Развязывали тюки, разбивали ящики кедрового дерева, растаскивали по кибиткам барахло, пряности, запечатанные амфоры с вином, дорогие безделушки. Изучали разнообразную посуду, назначение которой было не всегда понятно, но это только увеличивало счастье обладания.

Коверкая язык, с пристрастием допрашивали новых рабов, мучаясь сомнениями, что соседям достались более сильные и сметливые.

Мальчишки благоговейно прикасались к оружию, испещренному таинственными знаками.

Старики подолгу выстаивали вокруг высоких, с крашенными хной хвостами, тонконогих жеребцов, со знанием дела примеряя к ним кобылиц из наших табунов.

Кое-кто никак не мог прийти в себя от одного вида верблюжьей горбатости или длинных ослиных ушей.

Радостное оживление было общим.

И только воины, приведшие караван, держались особняком. Тяжело изувеченные в битвах, с безобразно изуродованными, обожженными лицами, с отрубленными конечностями, хромые, одноглазые, не годные больше ни для какого труда, мирного или ратного, напялив с утра пораньше раззолоченные доспехи, они шумно опьянялись вином и кумысом, неудержимо хвастались, затевали дикие ссоры, сводя какие-то старые счеты, приставали без разбора ко всем женщинам становища.

Тот, кто не умер от ран по пути к дому, заживо гнил теперь среди великолепия отнятой у врага добычи.

Среди них был и мой отец. Но я не помню его. Он ушел от нас дорогой предков, чтобы вместе с ними охранять покой Великой Табити-богини.[6]

Молодой и счастливый, несется он легкой тенью среди других теней, обгоняя ветер над бескрайной степью.

Но когда-нибудь захочет Великая богиня снова испытать его мужество. И тогда женщина рода сколотов родит мальчика, и вырастет он сильным и смелым воином.

И неясная тоска будет охватывать его в короткий час сумерек между днем и ночью. То душа моего отца, влетевшая на крылатом коне в грудь вновь рожденного, будет вспоминать прошлую жизнь свою, неведомую потомку.

Так было от первого рождения, и так будет, пока серебряные гвозди звезд удерживают чашу Неба над прекрасным ликом Земли.

Драгоценное оружие, что привез отец из далекого похода, осталось с ним в его новой жизни. Чудесный тонконогий жеребец и оба раба обагрили своей кровью черный жертвенный камень, прежде чем лечь рядом с отцом под могильный холм.

На прощальной тризне, брюхатая мною и только потому не погребенная вместе с мужем мать моя раздала людям на добрую память об ушедшем почти все, что нашла под войлоками нашей кибитки. Но она недолго пережила отца и ушла вслед за ним, едва успев отнять меня от груди. Женщины становища не дали умереть младенцу, выкормив кобыльим молоком. Имя, данное мне от рождений, забылось. Со мной осталось прозвище, каким метят особенно крепких степных жеребят, и племя усыновила меня.

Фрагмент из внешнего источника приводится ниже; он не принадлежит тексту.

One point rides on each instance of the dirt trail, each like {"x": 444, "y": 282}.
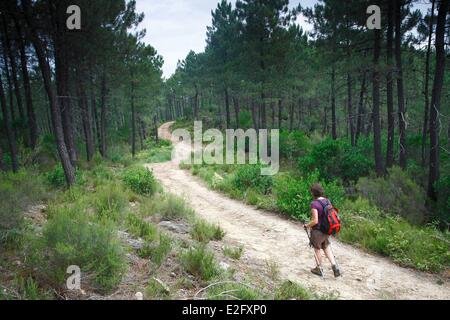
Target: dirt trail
{"x": 269, "y": 237}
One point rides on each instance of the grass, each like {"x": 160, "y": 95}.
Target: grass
{"x": 203, "y": 231}
{"x": 289, "y": 290}
{"x": 172, "y": 207}
{"x": 422, "y": 248}
{"x": 17, "y": 192}
{"x": 156, "y": 291}
{"x": 200, "y": 262}
{"x": 156, "y": 245}
{"x": 234, "y": 291}
{"x": 233, "y": 253}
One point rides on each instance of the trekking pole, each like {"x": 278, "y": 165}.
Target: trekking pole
{"x": 332, "y": 252}
{"x": 315, "y": 256}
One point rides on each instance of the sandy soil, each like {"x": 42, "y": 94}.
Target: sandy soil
{"x": 268, "y": 237}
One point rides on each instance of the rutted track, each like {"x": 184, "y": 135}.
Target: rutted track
{"x": 269, "y": 237}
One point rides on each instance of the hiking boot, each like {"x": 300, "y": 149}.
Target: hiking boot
{"x": 336, "y": 271}
{"x": 317, "y": 271}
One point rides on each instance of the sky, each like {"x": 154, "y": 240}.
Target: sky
{"x": 174, "y": 27}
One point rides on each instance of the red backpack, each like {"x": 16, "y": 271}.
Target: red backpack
{"x": 330, "y": 223}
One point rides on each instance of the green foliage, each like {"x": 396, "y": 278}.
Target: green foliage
{"x": 289, "y": 290}
{"x": 230, "y": 290}
{"x": 140, "y": 180}
{"x": 110, "y": 201}
{"x": 57, "y": 179}
{"x": 443, "y": 203}
{"x": 293, "y": 144}
{"x": 17, "y": 192}
{"x": 233, "y": 253}
{"x": 172, "y": 207}
{"x": 156, "y": 245}
{"x": 156, "y": 152}
{"x": 155, "y": 290}
{"x": 249, "y": 176}
{"x": 203, "y": 231}
{"x": 336, "y": 159}
{"x": 200, "y": 262}
{"x": 71, "y": 238}
{"x": 396, "y": 194}
{"x": 294, "y": 197}
{"x": 423, "y": 248}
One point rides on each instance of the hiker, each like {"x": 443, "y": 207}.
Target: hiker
{"x": 319, "y": 239}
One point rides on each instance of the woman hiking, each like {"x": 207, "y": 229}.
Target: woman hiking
{"x": 320, "y": 240}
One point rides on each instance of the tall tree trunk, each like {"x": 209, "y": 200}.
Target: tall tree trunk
{"x": 12, "y": 62}
{"x": 103, "y": 146}
{"x": 280, "y": 113}
{"x": 55, "y": 112}
{"x": 351, "y": 121}
{"x": 86, "y": 120}
{"x": 436, "y": 99}
{"x": 62, "y": 77}
{"x": 300, "y": 112}
{"x": 263, "y": 111}
{"x": 254, "y": 116}
{"x": 10, "y": 136}
{"x": 227, "y": 108}
{"x": 400, "y": 91}
{"x": 333, "y": 103}
{"x": 9, "y": 83}
{"x": 2, "y": 163}
{"x": 196, "y": 103}
{"x": 133, "y": 122}
{"x": 31, "y": 115}
{"x": 361, "y": 109}
{"x": 427, "y": 86}
{"x": 389, "y": 87}
{"x": 376, "y": 105}
{"x": 291, "y": 115}
{"x": 236, "y": 111}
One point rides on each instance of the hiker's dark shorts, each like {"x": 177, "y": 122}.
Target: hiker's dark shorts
{"x": 319, "y": 239}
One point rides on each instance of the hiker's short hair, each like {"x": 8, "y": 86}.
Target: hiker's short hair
{"x": 317, "y": 190}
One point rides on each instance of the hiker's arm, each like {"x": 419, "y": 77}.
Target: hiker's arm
{"x": 315, "y": 218}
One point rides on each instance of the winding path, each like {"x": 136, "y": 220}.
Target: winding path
{"x": 269, "y": 237}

Я — Сауран,[7] сын сколотов, свободный скиф. Я могу сидеть у любого костра, но нет огня, к которому подсел бы я по праву родства.

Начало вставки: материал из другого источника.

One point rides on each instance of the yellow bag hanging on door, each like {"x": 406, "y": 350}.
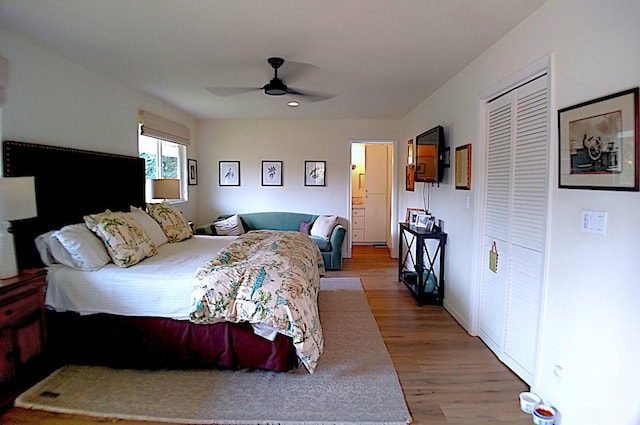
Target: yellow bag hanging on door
{"x": 493, "y": 258}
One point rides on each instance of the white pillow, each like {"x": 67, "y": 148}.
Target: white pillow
{"x": 43, "y": 243}
{"x": 323, "y": 226}
{"x": 170, "y": 219}
{"x": 126, "y": 242}
{"x": 82, "y": 248}
{"x": 149, "y": 225}
{"x": 231, "y": 226}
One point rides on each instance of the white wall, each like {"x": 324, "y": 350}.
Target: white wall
{"x": 591, "y": 320}
{"x": 52, "y": 101}
{"x": 290, "y": 141}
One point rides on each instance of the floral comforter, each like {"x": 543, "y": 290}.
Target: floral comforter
{"x": 269, "y": 277}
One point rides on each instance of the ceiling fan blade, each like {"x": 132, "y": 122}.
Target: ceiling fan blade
{"x": 294, "y": 71}
{"x": 231, "y": 91}
{"x": 310, "y": 96}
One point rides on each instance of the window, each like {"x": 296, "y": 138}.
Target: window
{"x": 163, "y": 160}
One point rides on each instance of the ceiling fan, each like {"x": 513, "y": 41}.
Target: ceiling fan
{"x": 275, "y": 87}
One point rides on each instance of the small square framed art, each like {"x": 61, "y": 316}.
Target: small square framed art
{"x": 315, "y": 173}
{"x": 229, "y": 173}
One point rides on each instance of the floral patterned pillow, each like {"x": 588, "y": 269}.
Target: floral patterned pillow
{"x": 125, "y": 240}
{"x": 171, "y": 220}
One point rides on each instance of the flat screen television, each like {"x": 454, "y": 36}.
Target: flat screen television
{"x": 429, "y": 155}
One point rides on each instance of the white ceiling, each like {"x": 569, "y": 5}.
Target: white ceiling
{"x": 380, "y": 58}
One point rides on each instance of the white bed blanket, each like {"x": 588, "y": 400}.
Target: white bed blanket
{"x": 159, "y": 286}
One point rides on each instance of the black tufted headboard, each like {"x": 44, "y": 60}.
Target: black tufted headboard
{"x": 69, "y": 183}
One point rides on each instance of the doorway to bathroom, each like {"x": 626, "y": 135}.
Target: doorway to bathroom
{"x": 372, "y": 189}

В десятую свою весну я выменял то немногое, что перешло ко мне от отца, на двухлетка из царских табунов, которого давно присмотрел, — светло-гнедого, с темной полосой по хребту, славного потомка диких коней, такого же неутомимого саурана, как и я сам.

На нем, Светлом, я увез жалкий свой скарб подальше от становища, чтобы там, у костров табунщиков, зажечь свой одинокий костер. Самое ценное, что у меня было — родовой железный меч-акинак в простых кожаных ножнах, — я закопал в степи, у подножия древнего могильного кургана. Я стал одним из сторожей бесчисленных табунов царя Мадая Трехрукого, деля неусыпный труд, тепло огня и пищу со старыми вольными пастухами и царскими рабами. Время от времени украдкой наведывался я к тайнику, откапывал заветное оружие и, обливаясь потом, старательно точил зазубренный клинок на черном камне. По ночам, откинувшись затылком на круп Светлого, я мечтал о том времени, когда мне дозволено будет опоясаться мечом, испить горячей крови поверженного врага и стать воином — равным среди равных.

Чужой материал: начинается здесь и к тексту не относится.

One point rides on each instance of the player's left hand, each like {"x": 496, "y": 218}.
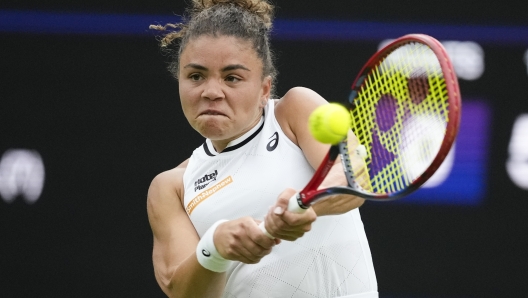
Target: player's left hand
{"x": 283, "y": 224}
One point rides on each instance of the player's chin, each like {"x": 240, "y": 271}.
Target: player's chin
{"x": 212, "y": 128}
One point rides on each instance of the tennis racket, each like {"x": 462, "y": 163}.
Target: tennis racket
{"x": 405, "y": 109}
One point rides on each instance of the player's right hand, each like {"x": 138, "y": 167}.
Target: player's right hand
{"x": 242, "y": 240}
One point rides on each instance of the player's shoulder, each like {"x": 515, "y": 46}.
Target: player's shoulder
{"x": 294, "y": 108}
{"x": 168, "y": 183}
{"x": 299, "y": 96}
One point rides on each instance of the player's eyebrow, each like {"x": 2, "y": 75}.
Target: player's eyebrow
{"x": 196, "y": 66}
{"x": 234, "y": 66}
{"x": 226, "y": 68}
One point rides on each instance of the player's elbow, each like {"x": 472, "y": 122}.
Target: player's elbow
{"x": 165, "y": 281}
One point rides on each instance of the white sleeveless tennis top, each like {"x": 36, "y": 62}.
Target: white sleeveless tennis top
{"x": 332, "y": 260}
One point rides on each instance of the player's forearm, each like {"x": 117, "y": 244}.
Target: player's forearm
{"x": 191, "y": 280}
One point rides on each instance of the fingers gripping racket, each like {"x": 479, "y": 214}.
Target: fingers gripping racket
{"x": 405, "y": 110}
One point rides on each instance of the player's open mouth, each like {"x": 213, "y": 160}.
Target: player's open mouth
{"x": 212, "y": 112}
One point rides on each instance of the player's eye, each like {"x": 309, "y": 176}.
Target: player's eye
{"x": 232, "y": 79}
{"x": 195, "y": 77}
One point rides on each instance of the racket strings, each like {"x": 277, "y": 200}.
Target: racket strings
{"x": 400, "y": 115}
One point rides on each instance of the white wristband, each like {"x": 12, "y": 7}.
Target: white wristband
{"x": 207, "y": 254}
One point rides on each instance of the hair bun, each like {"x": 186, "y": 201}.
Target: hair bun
{"x": 261, "y": 8}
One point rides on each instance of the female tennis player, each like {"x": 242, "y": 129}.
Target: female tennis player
{"x": 257, "y": 152}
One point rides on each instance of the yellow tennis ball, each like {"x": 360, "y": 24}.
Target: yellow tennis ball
{"x": 330, "y": 123}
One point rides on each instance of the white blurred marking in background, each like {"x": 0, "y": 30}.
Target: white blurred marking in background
{"x": 517, "y": 164}
{"x": 21, "y": 174}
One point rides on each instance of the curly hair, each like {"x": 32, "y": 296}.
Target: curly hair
{"x": 249, "y": 20}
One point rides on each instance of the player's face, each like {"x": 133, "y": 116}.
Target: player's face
{"x": 222, "y": 91}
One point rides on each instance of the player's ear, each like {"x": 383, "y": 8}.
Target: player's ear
{"x": 266, "y": 90}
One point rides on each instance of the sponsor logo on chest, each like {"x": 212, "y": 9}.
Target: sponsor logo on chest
{"x": 205, "y": 180}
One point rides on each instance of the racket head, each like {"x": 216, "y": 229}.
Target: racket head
{"x": 405, "y": 105}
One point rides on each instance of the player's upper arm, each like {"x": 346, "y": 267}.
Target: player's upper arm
{"x": 174, "y": 235}
{"x": 292, "y": 113}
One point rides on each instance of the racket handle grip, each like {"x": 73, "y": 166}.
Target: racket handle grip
{"x": 293, "y": 206}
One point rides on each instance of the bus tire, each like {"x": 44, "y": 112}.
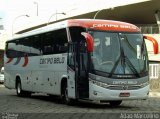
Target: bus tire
{"x": 19, "y": 91}
{"x": 115, "y": 103}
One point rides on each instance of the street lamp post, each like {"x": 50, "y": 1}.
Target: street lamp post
{"x": 112, "y": 8}
{"x": 16, "y": 19}
{"x": 36, "y": 3}
{"x": 56, "y": 16}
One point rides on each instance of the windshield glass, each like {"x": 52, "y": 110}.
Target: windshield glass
{"x": 119, "y": 53}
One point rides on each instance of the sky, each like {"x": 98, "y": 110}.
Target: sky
{"x": 13, "y": 12}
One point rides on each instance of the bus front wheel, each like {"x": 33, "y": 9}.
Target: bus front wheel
{"x": 19, "y": 90}
{"x": 115, "y": 103}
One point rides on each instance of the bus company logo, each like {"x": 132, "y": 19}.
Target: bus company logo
{"x": 18, "y": 60}
{"x": 114, "y": 26}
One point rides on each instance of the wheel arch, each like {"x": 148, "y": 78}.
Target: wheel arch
{"x": 17, "y": 79}
{"x": 63, "y": 82}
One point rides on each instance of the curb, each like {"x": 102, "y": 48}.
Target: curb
{"x": 154, "y": 94}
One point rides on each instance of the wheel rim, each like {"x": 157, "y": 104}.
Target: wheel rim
{"x": 19, "y": 88}
{"x": 66, "y": 95}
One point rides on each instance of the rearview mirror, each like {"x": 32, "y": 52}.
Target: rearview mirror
{"x": 155, "y": 43}
{"x": 89, "y": 40}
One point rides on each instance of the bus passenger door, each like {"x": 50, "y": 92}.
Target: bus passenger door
{"x": 71, "y": 72}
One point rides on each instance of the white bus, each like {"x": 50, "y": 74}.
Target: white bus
{"x": 80, "y": 59}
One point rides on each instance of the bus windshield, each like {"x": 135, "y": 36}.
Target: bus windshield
{"x": 119, "y": 54}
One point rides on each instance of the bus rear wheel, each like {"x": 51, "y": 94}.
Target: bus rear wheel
{"x": 65, "y": 98}
{"x": 115, "y": 103}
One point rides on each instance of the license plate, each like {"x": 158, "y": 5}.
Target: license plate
{"x": 126, "y": 94}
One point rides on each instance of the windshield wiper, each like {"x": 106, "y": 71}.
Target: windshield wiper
{"x": 124, "y": 60}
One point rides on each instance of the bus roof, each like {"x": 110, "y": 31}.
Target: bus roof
{"x": 94, "y": 24}
{"x": 108, "y": 25}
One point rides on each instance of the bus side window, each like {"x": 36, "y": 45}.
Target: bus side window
{"x": 71, "y": 56}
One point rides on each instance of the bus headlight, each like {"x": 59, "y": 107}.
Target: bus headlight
{"x": 144, "y": 84}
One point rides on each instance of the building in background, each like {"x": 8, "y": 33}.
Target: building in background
{"x": 143, "y": 13}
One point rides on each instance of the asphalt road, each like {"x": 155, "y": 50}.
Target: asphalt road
{"x": 42, "y": 106}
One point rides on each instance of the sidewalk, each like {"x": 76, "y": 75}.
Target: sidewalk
{"x": 154, "y": 94}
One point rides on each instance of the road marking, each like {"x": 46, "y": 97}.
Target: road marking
{"x": 154, "y": 94}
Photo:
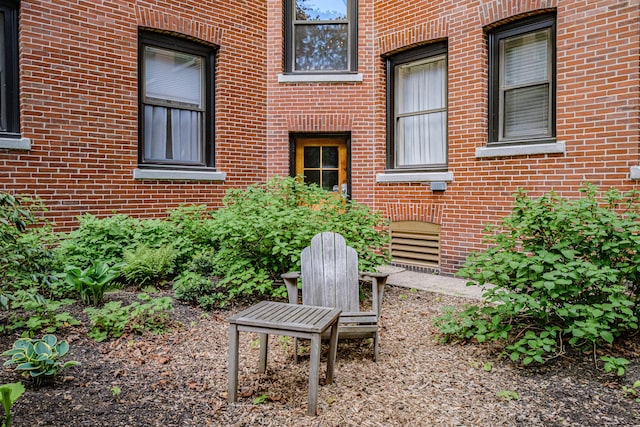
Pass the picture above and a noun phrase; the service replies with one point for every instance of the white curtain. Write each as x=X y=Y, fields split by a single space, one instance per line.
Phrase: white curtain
x=173 y=76
x=184 y=141
x=526 y=96
x=173 y=133
x=421 y=125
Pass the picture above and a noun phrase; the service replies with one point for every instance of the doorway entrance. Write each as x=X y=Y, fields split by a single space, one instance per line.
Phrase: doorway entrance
x=323 y=160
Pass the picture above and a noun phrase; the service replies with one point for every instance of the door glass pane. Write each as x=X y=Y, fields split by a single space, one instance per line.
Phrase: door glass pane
x=173 y=76
x=321 y=47
x=329 y=157
x=311 y=157
x=330 y=180
x=526 y=111
x=312 y=177
x=321 y=10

Над стариком Маем посмеивались за глаза. Но когда высокая, тощая фигура его появлялась между кибитками и шатрами становища, смеяться опасались.

Мужчины вежливо здоровались первыми, с готовностью протягивали ладони для хлопка, а женщины спешили притронуться к прокопченной одежде кузнеца, чтобы скорее приблизить где-то вечно кочующее женское счастье.

Дед Май слыл колдуном.

Никто не мог бы сказать, по каким дорогам скрипела его кибитка, запряженная двумя белыми, невиданными у нас длиннорогими быками, прежде чем въехать за земляной вал нашего становища. Назвавшись свободным скифом нашей крови, приезжий, окруженный толпой любопытных, уверенной рукой направил быков к шатру царицы. Не торопясь слез он с высокого колеса и, держа под мышкой нечто завернутое в овчину, громко выкликая имя царицы, без тени смущения шагнул за полог красного шатра.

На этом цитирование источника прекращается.